Marco Nesci
Si continua a ripetere, quasi fosse un mantra rassicurante, che l'Europa non vede guerre sul proprio suolo da ottant'anni, dalla fine del secondo conflitto mondiale. Una narrazione comoda, ma profondamente fallace e pericolosa, che ignora le ferite ancora aperte e le verità scomode del nostro recente passato. Basti ricordare il 24 marzo 1999, quando le bombe della NATO iniziarono a piovere su Belgrado, nel cuore dell'Europa, in un atto di guerra non autorizzato dalle Nazioni Unite.
Quella notte, e per le successive settantotto, non ci furono parate o celebrazioni, ma solo il fragore assordante delle esplosioni, la polvere che oscurava il cielo e il terrore negli occhi della popolazione civile. Ponti distrutti, infrastrutture vitali annientate, ambasciate, vite spezzate 2500 : il bilancio di quell'aggressione fu pesante e doloroso. Un paese sovrano fu attaccato, la sua integrità territoriale violata, in nome di interessi che poco avevano a che fare con il diritto internazionale e molto con le strategie geopolitiche della NATO e degli Stati Uniti.
Eppure, ancora oggi, si fatica a riconoscere quella campagna di bombardamenti per ciò che fu: un atto di guerra in piena regola, consumatosi alle porte delle nostre case. Un'azione che calpestò il diritto internazionale, bypassando il necessario mandato dell'ONU e aprendo una pericolosa breccia nel sistema di regole che dovrebbe governare le relazioni tra gli stati.
È ancora più stridente questo silenzio assordante se pensiamo che, all'epoca di quei bombardamenti, l'attuale Presidente della Repubblica Italiana, Sergio Mattarella, ricopriva la carica di Vicepresidente del Consiglio dei Ministri.

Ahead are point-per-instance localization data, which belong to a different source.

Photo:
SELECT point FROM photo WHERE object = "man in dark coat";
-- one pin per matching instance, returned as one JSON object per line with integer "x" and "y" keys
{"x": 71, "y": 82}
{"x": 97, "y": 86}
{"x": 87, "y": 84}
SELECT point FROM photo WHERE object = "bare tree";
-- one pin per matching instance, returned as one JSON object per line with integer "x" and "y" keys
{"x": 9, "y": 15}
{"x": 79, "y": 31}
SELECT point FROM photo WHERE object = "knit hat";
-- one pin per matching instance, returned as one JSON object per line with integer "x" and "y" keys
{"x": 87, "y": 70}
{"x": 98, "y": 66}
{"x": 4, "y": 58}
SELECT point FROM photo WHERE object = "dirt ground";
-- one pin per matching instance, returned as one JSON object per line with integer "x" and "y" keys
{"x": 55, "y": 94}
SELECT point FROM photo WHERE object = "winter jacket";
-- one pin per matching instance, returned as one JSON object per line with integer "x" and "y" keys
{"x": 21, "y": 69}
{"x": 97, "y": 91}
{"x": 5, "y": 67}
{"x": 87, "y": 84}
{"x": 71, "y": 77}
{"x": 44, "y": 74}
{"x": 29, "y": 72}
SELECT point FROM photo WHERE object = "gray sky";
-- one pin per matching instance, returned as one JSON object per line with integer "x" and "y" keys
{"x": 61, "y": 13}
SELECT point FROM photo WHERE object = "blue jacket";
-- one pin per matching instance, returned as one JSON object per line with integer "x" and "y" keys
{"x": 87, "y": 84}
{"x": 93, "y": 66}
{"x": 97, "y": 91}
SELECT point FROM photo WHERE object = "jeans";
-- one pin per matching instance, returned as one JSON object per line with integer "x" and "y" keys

Proprio lui, che oggi si erge a paladino del diritto internazionale e della pace, faceva parte di un governo che partecipò attivamente ai bombardamenti con un'operazione militare priva di legittimità internazionale.
Come si concilia questa partecipazione con l'odierna difesa strenua dei principi del diritto? Forse la memoria è corta, o forse la narrazione dominante preferisce dimenticare le scomode verità di un passato che continua a proiettare ombre sul presente. Ma è nostro dovere ricordare, soprattutto a chi oggi ricopre alte cariche istituzionali, che la "pace" europea degli ultimi ottant'anni è stata spesso macchiata da interventi militari controversi e da un cinico calpestamento del diritto internazionale in nome di interessi di parte. Non possiamo permettere che la storia venga riscritta per convenienza: la verità, per quanto scomoda, è il primo passo per costruire una pace autentica e duratura.